Rana explores our relationship with jewellery, in particular how we use it in our daily lives and its role in marking significant events such as births, weddings and anniversaries.

She is concerned with how we impart meaning, almost unconsciously, into our possessions and how that meaning changes over time, depending on who has worn and owned the jewellery in the past and who might wear it today.

Taking precious metals or pieces of existing jewellery, Rana transforms them into different objects.

In the wedding-ring series, gold wedding bands have been melted down and reformed.

Through Rana's alchemy, comments about human relationships are made.

His 'n' Hers is made from two used gold wedding rings purchased from a pawnbrokers.

One has been melted down and reworked into wire, then into a miniature cage-like structure that the other ring is encased by. Is the ring caged or supported and enveloped? The viewer's response will betray their attitude towards marriage and gender relations.

As Frances Lord, the exhibition's curator, writes in the accompanying catalogue: "The human capacity to experience simultaneous yet conflicting emotions is a recurring theme in Rana's work."

In A Woman's Work, another wedding band has been forged into the shape of an iron, referencing traditional expectations of women in marriage.

The historical role of Victorian mourning jewellery is considered too. Rana is aware of its decline and the fact we don't have a contemporary equivalent with which we mark death.

For Out Of The Dark, she has made four mourning brooches from circular gold discs and worked on their surfaces in different ways.

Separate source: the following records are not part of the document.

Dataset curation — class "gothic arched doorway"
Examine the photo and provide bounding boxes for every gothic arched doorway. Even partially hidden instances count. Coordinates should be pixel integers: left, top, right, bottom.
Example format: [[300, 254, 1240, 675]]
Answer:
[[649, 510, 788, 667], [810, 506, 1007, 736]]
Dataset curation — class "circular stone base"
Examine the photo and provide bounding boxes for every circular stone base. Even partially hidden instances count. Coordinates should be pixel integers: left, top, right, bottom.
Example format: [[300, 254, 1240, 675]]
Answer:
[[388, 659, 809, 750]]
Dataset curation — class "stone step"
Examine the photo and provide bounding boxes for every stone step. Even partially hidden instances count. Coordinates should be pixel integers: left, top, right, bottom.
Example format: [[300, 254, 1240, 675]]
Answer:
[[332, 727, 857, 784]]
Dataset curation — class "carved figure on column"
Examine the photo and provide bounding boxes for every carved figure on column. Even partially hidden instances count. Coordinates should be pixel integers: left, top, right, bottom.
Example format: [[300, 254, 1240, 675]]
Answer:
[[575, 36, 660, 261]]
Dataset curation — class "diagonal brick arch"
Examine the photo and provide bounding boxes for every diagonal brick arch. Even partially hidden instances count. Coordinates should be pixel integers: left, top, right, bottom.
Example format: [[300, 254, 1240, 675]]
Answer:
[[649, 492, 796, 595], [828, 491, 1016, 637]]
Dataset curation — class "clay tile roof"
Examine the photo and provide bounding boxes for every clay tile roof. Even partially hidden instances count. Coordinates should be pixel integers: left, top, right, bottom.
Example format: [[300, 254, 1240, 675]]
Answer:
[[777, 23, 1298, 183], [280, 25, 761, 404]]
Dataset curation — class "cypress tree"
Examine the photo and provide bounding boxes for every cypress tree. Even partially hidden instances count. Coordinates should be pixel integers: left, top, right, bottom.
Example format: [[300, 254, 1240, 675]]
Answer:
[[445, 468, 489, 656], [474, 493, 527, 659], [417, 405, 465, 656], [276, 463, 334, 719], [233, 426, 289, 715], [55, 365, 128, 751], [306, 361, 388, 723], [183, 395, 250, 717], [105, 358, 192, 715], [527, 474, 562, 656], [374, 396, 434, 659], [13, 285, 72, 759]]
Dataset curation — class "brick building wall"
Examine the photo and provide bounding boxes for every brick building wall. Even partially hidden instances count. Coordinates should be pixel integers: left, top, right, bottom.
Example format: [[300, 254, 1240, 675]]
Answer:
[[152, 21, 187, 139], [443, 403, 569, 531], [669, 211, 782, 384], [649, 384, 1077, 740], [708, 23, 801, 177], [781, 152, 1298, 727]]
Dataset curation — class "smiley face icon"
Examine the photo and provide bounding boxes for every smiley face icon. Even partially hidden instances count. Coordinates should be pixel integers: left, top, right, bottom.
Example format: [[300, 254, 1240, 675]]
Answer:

Three are painted with black oil paint, burnt bone or lamp black pigments, which will wear off over time to reveal the gold beneath symbolising the sun and light.

The fourth brooch is covered by fabric that can be removed when the wearer is ready to move on to the next stage of life.

Here Rana demonstrates how memories and people in the past and present are associated and attached to jewellery and how rites of passage are linked with jewellery.

Rana concludes: "Through jewellery, issues of value, communication, personal and collective histories are explored.

"The work reflects the importance of owning, giving and wearing jewellery throughout our lives."